Now that I've found a Mozzie build I'm a happy camper! Someone else with a masochistic streak is always comforting.

Looking forward to your insights and knowledge.

Ross


----------



## Wayne Little (Apr 12, 2009)

G'day Ross welcome to the site mate!


----------



## Njaco (Apr 12, 2009)

Welcome to the forum!


----------



## ccheese (Apr 12, 2009)

Welcome to the forum, Ross. Enjoy the place !!

Charles


----------



## Lucky13 (Apr 12, 2009)

Welcome to the family mate!


----------



## Thorlifter (Apr 12, 2009)

Welcome to the site


----------



## Gnomey (Apr 12, 2009)

Welcome!


----------



## Airframes (Apr 12, 2009)

Hello Ross and welcome from England.


----------



## Ross.Mcarthur (Apr 12, 2009)

Why, thank you, gentlemen. Always a pleasure to meet with those who share a genuine interest in kit-bashing.

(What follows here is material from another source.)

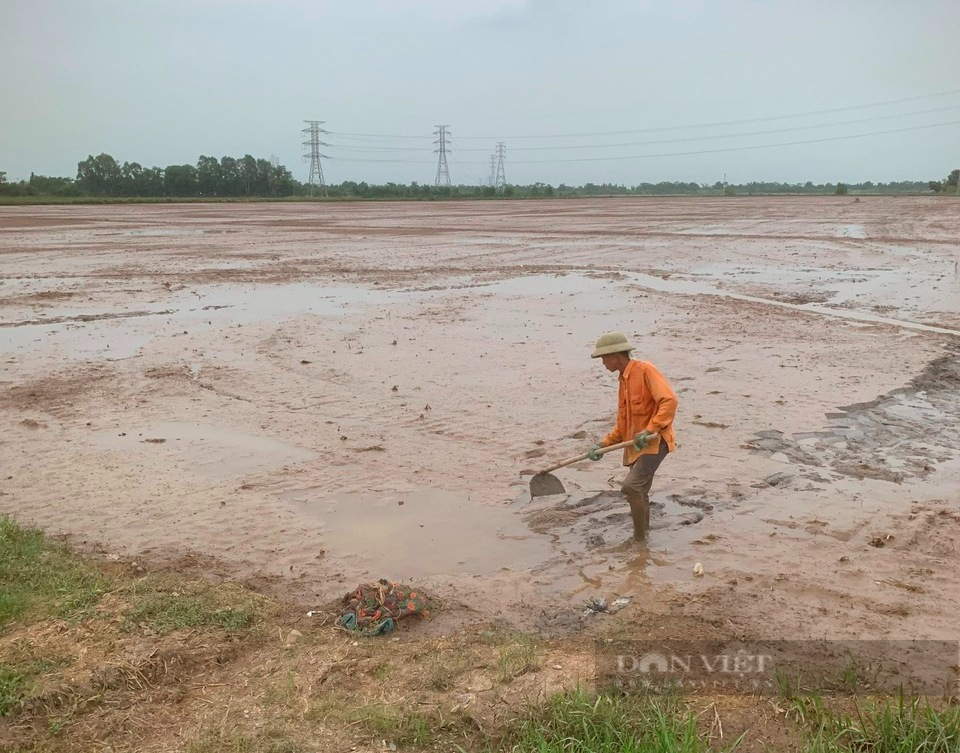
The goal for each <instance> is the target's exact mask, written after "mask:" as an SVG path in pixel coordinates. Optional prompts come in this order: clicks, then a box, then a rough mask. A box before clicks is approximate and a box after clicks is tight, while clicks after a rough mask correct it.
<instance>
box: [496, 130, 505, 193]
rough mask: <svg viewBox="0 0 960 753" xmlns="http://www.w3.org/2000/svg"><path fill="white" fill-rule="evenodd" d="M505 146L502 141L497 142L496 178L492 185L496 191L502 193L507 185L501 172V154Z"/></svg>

As a bit of intro to what I have and have planned, 

since being in Oz I've acquired: 
1/32 Revell Mozzie (currently negotiating a second)
1/32 Mbox SBD-5 
1/32 P-51D Hase
1/32 Dragon P-51D
1/32 Hase Bf 109G-10
1/48 ICM Bf 109F-2
1/48 Ocidental Spit Mk. IXc
1/48 HC Spit Mk. XIVc
1/48 ICM RAF figures
1/20 Ferrari 189 F1
1/20 McLaren (1990) F1

'On the bench' back home: 

1/24 Airfix Spit Mk. 1a
1/32 Revell Mozzie B. Mk. IV.
1/32 Hase A-4E/F
1/32 MBox SBD-5
1/72 (2x) Tornado IDS, F-15C, EF-111A,


----------



## Airframes (Apr 12, 2009)

Seems like a good haul mate, with the possible exception of the Dragon P51.
It's a kit that should have been excellent, but is spoilt by terrible fit of internal parts, unneccessary gimmicks, and lack of key feautures (eg., pitot head). Apart from that, with a lot of work, it's rather nice!!


----------



## rochie (Apr 13, 2009)

hello and welcome mate


----------



## seesul (Apr 13, 2009)

Welcome aboard and greeting from Czech Republic, the other side of the globe...


----------



## Aaron Brooks Wolters (Apr 13, 2009)

Welcome Ross.


----------



## wheelsup_cavu (Apr 14, 2009)

Welcome to the forum from Sunny 8) Southern California.

Wheelsup


----------



## Milos Sijacki (Apr 15, 2009)

Welcome from the Sunny, but at the moment cloudy and wet.....oh wait.....Sunny Serbia.


----------



## Wurger (Apr 15, 2009)

Hi Ross.
Nice to read you here.


----------



## hollo11 (Apr 20, 2009)

I'm a history now but not the aviation part....buuuuuu
Tough, being kicked off I'm still flying without the flight plan.


----------